Джереми соскочил с лошади, разгоряченный скачкой по Беркширским лесам и уже желтым полям и цветущим лугам Суррея, и передал вожжи конюху.
– Спасибо, Хансон.
Некоторое время он внимательно оглядывал внутренний двор Шамлей Грин, фасады из красного кирпича и цветы в вазонах перед ними, серые крыши и белые оконные рамы и двери. И после семи лет супружеской жизни он не чувствовал себя здесь дома. Однажды в ноябре Джереми впервые появился в Шамлей Грин в качестве друга Стивена, чье приглашение он принял неохотно. В тот день Грейс впервые пожала ему руку. Он мало изменился в лице, но на душе сразу стало хорошо. Грейс. Это она подарила ему дом и семью. Грейс, в чувствах которой он первое время сомневался и которая доказала свою любовь, отправившись за ним в Судан, потому что не верила в его смерть.

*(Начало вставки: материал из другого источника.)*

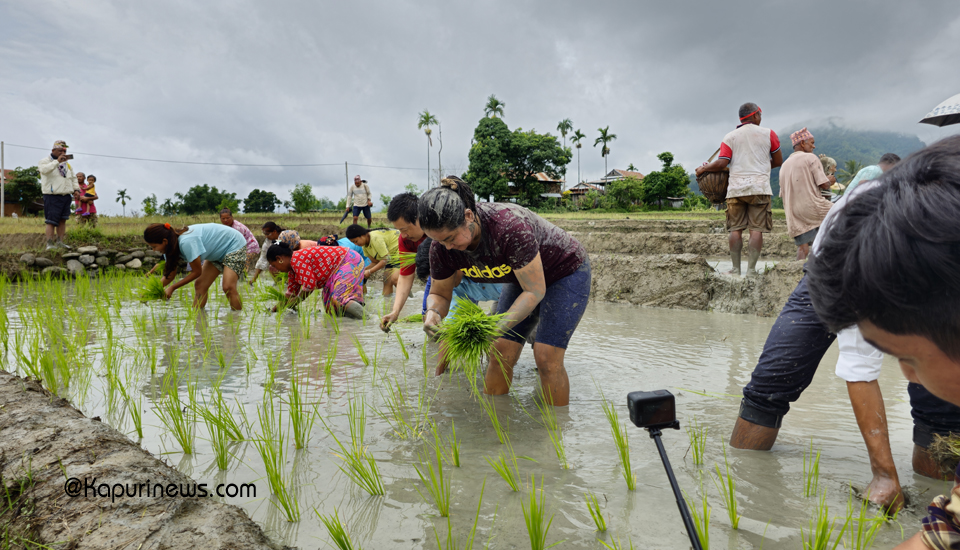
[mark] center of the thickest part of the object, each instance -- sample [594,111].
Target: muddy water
[704,358]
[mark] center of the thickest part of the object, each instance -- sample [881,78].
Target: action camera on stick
[655,411]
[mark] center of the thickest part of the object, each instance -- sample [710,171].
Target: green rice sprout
[549,419]
[337,532]
[620,439]
[811,472]
[152,290]
[403,348]
[452,541]
[698,440]
[593,506]
[534,515]
[437,487]
[821,528]
[360,351]
[506,465]
[469,336]
[403,259]
[301,418]
[270,445]
[489,406]
[701,516]
[863,529]
[728,490]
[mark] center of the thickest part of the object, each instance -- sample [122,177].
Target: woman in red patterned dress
[337,270]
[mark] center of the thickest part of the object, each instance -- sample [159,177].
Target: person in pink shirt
[253,247]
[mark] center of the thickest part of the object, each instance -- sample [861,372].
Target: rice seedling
[593,506]
[728,490]
[863,529]
[620,439]
[489,406]
[152,290]
[360,351]
[811,472]
[358,465]
[469,336]
[301,418]
[698,440]
[337,532]
[701,516]
[452,541]
[534,515]
[549,419]
[271,447]
[506,465]
[403,348]
[437,487]
[821,528]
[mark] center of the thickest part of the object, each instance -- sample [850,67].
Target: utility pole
[3,183]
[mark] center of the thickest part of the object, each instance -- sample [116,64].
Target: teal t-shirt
[210,241]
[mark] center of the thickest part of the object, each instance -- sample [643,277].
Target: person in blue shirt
[209,249]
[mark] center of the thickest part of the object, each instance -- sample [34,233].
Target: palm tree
[427,120]
[849,171]
[564,127]
[605,138]
[494,107]
[122,198]
[577,138]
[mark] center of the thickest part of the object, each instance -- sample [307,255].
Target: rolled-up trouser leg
[793,350]
[931,415]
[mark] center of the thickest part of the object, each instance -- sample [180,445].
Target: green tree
[577,139]
[150,205]
[849,171]
[671,181]
[260,201]
[605,138]
[427,120]
[494,107]
[625,191]
[486,172]
[23,187]
[205,199]
[302,198]
[385,200]
[564,128]
[122,198]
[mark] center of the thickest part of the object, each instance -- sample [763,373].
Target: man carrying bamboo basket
[750,152]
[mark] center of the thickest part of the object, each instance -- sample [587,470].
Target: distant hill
[843,144]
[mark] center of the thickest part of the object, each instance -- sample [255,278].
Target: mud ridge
[45,440]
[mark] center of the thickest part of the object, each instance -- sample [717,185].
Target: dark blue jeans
[793,350]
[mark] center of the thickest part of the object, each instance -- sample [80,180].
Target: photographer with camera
[888,264]
[60,188]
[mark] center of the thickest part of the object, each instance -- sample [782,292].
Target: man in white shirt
[750,152]
[59,187]
[360,199]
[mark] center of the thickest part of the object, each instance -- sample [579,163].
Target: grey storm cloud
[323,83]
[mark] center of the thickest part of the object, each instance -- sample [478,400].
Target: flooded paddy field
[95,344]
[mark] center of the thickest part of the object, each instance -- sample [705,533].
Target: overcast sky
[293,82]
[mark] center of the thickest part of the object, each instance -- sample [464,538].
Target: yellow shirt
[383,245]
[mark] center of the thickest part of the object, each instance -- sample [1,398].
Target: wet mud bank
[686,281]
[44,441]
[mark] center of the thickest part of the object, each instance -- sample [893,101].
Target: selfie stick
[682,504]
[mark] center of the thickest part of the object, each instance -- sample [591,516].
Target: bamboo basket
[713,185]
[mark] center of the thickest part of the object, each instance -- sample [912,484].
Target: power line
[185,161]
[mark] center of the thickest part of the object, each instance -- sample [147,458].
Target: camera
[653,409]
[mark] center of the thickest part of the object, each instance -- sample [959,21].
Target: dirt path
[44,440]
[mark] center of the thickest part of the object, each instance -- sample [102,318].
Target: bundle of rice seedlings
[153,290]
[403,259]
[468,335]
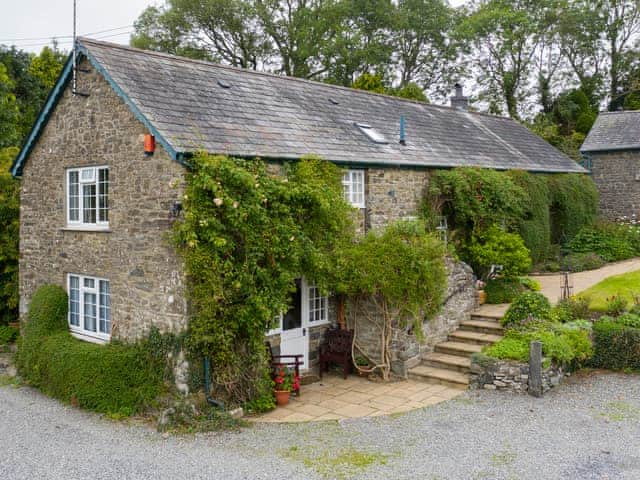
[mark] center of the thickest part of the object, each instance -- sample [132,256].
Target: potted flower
[285,382]
[482,295]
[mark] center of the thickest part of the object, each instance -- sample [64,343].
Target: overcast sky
[30,24]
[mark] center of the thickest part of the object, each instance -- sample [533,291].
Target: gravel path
[588,428]
[550,284]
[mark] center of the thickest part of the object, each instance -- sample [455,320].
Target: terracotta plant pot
[482,297]
[282,397]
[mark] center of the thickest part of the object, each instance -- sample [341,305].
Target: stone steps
[440,376]
[482,326]
[474,337]
[450,361]
[458,348]
[443,360]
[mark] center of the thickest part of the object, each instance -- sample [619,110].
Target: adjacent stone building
[103,171]
[612,153]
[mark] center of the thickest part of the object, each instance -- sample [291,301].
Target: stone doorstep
[458,348]
[474,337]
[444,360]
[482,326]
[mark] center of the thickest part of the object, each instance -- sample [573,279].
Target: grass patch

Грейс, с которой с тех самых пор он делил и стол, и постель, и свою жизнь и которая родила ему двоих сыновей.
Джереми думал, что после Омдурмана ему нечего бояться в этой жизни. Однако, глядя, как округляется тело Грейс, как тяжелеет ее походка, какими медлительными и исполненными достоинства становятся ее движения, чувствуя, как шевелится ребенок у нее в животе, Джереми испытывал страх. Равно как и когда Констанс Норбери передала ему на руки его первенца, сына, которому от роду было не больше часа. Такое странное существо, крохотное и беспомощное, но полное жизненной силы и не без его участия произведенное на свет Грейс.
Джереми любил смотреть на своих сыновей, как они растут, вытягиваются и открывают мир, как играют с матерью и стараются подражать ему, своему отцу. Ему нравились и их смех, и их шалости, и то, как пахнут их волосы и кожа. Он многому научился у них и у Грейс. Прежде всего тому, какими уязвимыми и в то же время сильными делает нас любовь.